# What is this called, why does it happen, and how do I get rid of it?



## AtomicAgeZombie (May 2, 2012)

It's the rings around the light. Shouldn't there be a smoother transition from light to dark? The screenshot is from Insidious Chapter 2.


----------



## michael tlv (Jun 23, 2009)

Greetings

Called lack of bit depth. Not enough steps to transition from light to dark. Sets that do 10 bit or 12 bit video processing may show this better.

regards


----------



## AtomicAgeZombie (May 2, 2012)

Michael,

Are there any settings that can improve this, or is it all hardware based?


----------



## michael tlv (Jun 23, 2009)

Greetings

Sometimes a better BD player my do a better job.

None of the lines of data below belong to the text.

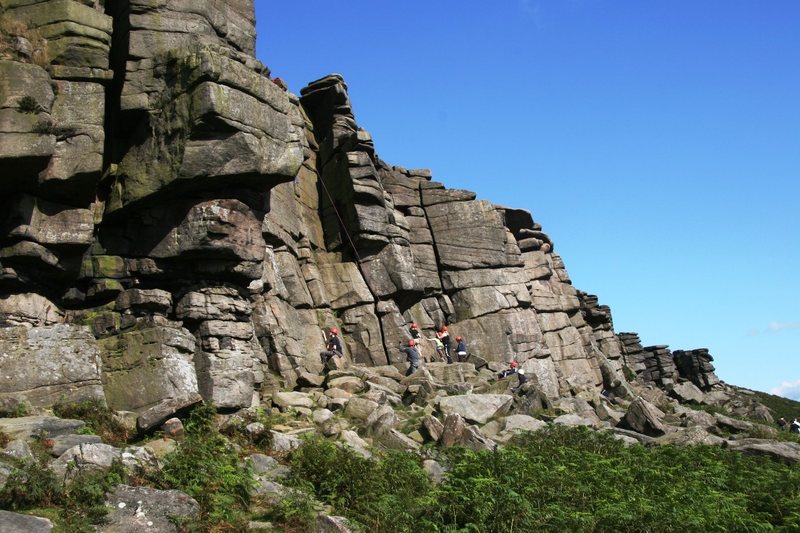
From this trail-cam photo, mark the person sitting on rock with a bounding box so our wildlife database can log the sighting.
[436,326,453,363]
[511,368,528,394]
[497,361,519,379]
[400,339,419,376]
[456,336,469,363]
[319,328,344,366]
[408,322,425,361]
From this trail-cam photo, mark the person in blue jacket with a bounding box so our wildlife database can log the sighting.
[319,328,344,366]
[456,335,469,363]
[400,339,419,376]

But the TV has to be up to the task too.

REgards


----------



## flamingeye (Apr 2, 2008)

I notated stuff like that on my Westinghouse LED TV my Panasonic plasma TV does a better job with stuff like that I'm not sure if all LED TVs do this but mine sure does , but then again I have a cheap Blu-ray player on the LED TV


----------



## AtomicAgeZombie (May 2, 2012)

Is there a way to check the bit depth of the TV?


----------



## michael tlv (Jun 23, 2009)

Greetings

Not surprising on a cheap TV. Samsung was already touting 1 billion shades 4 or 5 years back at CES.

regards


----------



## michael tlv (Jun 23, 2009)

Greetings

Usually throw up a ramp grayscale pattern. Black to white ... not in steps of 5% ... but a smooth transition. But then nothing you can do about it either.

regards


----------



## AtomicAgeZombie (May 2, 2012)

I wanted to use the smooth scale to see what it would look like. I saved the test from here onto a USB, and put it directly into the TV.

I took a quick shot with my phone, so forgive the quality, but if you can zoom in on the pic, you will see vertical gray lines in the whitest parts.


----------



## tbaudoin (Mar 19, 2012)

michael tlv said:


> Greetings
> 
> Usually throw up a ramp grayscale pattern. Black to white ... not in steps of 5% ... but a smooth transition. But then nothing you can do about it either.
> 
> regards


Just a general question: looking at bit depth changes. Here's a thing I haven't tried yet.

-Put up a smooth ramp
-verify 8bit output from signal generator, observe ramp
-change to 12-bit (or whatever might be supported in system), observe ramp. 

What might one suspect if there were something amiss? I'm thinking of a Sony that has SBM. It hypothetically, I suppose can process 12-bits. I'm trying to figure out a way to test it without making it into a science project. BTW, the picture looks great as it is. It's really more about other displays I may encounter and how to tell if the system can be set-up better. I basically looking for a method that helps figure out the bit-depth both supported and verified as better or worse.

Thanks...


----------